Two Factor Interaction Development: Initial Data Structure, Test Module, and Plot

MichaelJMath commented 6 years ago

This begins the development of the "factors_interaction_tearsheet" from issue #219. The goal of this pull request is to get feedback on whether this branch seems to be going in the right direction.

Description of Changes

Create join_factor_with_factor_and_forward_returns function
- Creates a function complimentary to get_clean_factor_and_forward_returns that joins an additional factor to the factor_data dataframe returned by get_clean_factor_and_forward_returns.
- This new dataframe returned, call it "multi_factor_data", will be the core source/data structure providing the necessary data for the factors_interaction_tearsheet computations.
Create an associated test module.
Modify perf.mean_return_by_quantile to take an additional parameter so that it can group by multiple factor quantiles.
Add first plotting function, plot_multi_factor_quantile_returns, to create an annotated heatmap of mean returns by two-factor quantile bins.
Create the tears.create_factors_interaction_tear_sheet as the entry point to the multi-factor tearsheet.

Requesting Feedback

Comments and suggestions on the utils.join_factor_with_factor_and_forward_returns function
1. Should there be a wrapper that builds the multi_factor_data dataframe in one step. (i.e. wrap this function with get_clean_factor_and_forward_returns?
I'm not too familiar with creating effective unit tests, so any feedback on this module is appreciated.
In regards to Change 3 above:
1. My first thought, following suggestion of @luca-s, was to create a separate performance module which would contain all functions for this sort of computation.
2. Since the existing performance module already contains a lot of the needed functionality, I thought maybe I would create a wrapper function in this new module that added the necessary functionality.
3. However, in perf.mean_return_by_quantile, I needed to add a parameter to this function to make it work in a clean manner. Not sure how I could have done that with a wrapper.
4. So I guess my question is, what are the community's thoughts on how I dealt with this particular issue, and also what are thoughts on related considerations going forward?
Any other comments/guidance on path of development going forward is greatly appreciated.
Also, let me know if there are too many changes in this pull request for efficient/easy review.

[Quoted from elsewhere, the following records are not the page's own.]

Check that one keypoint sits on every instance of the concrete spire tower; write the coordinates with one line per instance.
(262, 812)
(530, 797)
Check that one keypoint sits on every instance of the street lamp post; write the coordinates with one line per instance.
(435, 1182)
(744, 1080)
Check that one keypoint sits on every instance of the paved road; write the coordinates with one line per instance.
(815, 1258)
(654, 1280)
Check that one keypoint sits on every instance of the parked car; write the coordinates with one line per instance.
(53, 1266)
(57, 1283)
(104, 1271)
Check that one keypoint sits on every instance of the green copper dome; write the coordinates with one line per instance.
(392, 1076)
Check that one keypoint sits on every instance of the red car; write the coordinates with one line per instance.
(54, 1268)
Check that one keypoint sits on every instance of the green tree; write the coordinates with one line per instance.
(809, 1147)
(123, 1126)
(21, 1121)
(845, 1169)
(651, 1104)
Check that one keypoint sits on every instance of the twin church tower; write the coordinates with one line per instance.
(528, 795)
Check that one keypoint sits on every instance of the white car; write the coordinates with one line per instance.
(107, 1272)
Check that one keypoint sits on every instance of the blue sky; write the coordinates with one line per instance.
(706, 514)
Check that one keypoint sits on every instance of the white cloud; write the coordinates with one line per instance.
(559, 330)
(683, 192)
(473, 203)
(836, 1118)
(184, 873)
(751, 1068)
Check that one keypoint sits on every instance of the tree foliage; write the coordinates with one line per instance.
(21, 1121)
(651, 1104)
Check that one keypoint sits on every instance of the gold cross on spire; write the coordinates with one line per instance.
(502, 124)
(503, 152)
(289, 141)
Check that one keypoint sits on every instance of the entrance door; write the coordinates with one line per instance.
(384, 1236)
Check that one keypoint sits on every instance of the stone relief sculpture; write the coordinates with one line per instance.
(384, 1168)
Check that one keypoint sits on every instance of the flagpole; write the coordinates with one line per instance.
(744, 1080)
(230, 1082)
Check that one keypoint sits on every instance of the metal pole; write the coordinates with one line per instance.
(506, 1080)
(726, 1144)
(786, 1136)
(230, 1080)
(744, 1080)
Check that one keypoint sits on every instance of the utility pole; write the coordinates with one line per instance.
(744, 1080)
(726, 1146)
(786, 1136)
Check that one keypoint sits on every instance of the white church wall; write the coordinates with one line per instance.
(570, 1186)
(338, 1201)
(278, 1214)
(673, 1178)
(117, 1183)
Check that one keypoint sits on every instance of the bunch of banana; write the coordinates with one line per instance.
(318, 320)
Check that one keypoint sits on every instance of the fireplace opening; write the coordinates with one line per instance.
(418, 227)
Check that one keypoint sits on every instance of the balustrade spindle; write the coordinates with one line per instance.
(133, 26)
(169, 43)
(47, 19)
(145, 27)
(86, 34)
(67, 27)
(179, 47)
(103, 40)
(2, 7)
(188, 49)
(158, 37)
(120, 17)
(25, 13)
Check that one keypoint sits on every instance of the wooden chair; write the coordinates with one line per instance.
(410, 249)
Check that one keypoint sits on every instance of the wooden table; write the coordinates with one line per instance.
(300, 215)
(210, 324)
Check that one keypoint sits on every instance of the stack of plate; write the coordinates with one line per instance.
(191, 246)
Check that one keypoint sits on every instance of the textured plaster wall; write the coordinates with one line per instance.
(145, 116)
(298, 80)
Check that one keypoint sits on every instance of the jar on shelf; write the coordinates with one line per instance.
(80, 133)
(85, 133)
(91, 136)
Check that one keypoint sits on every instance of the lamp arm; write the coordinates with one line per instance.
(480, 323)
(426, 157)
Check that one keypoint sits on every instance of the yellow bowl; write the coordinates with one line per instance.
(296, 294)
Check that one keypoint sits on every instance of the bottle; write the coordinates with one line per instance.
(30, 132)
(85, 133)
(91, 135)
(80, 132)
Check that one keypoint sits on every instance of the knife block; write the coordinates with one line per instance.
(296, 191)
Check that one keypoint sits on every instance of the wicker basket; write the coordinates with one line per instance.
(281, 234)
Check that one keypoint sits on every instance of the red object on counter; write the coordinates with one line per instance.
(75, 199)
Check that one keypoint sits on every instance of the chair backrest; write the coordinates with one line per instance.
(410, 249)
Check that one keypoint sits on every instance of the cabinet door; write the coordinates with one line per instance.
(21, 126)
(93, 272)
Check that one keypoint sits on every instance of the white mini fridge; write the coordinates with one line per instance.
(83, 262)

luca-s commented 6 years ago

@MichaelJMath there seems to be a lot of development here, thank you very much for your work. I will start reviewing this PR soon. Would you mind rebasing your branch on quantopian:factors_interactions? I have just rebased it on quantopian:master.

MichaelJMath commented 6 years ago

@luca-s I tried rebasing this morning, and git said everything was up-to-date. I think I mistakenly created the new branch off master instead of factors_interactions.

Would it be easier for me to just close this pull request and open up a duplicate one now that factors_interaction has been rebased on master? I'm assuming this would remove all of the old commits showing on this pull request that are unrelated to this request.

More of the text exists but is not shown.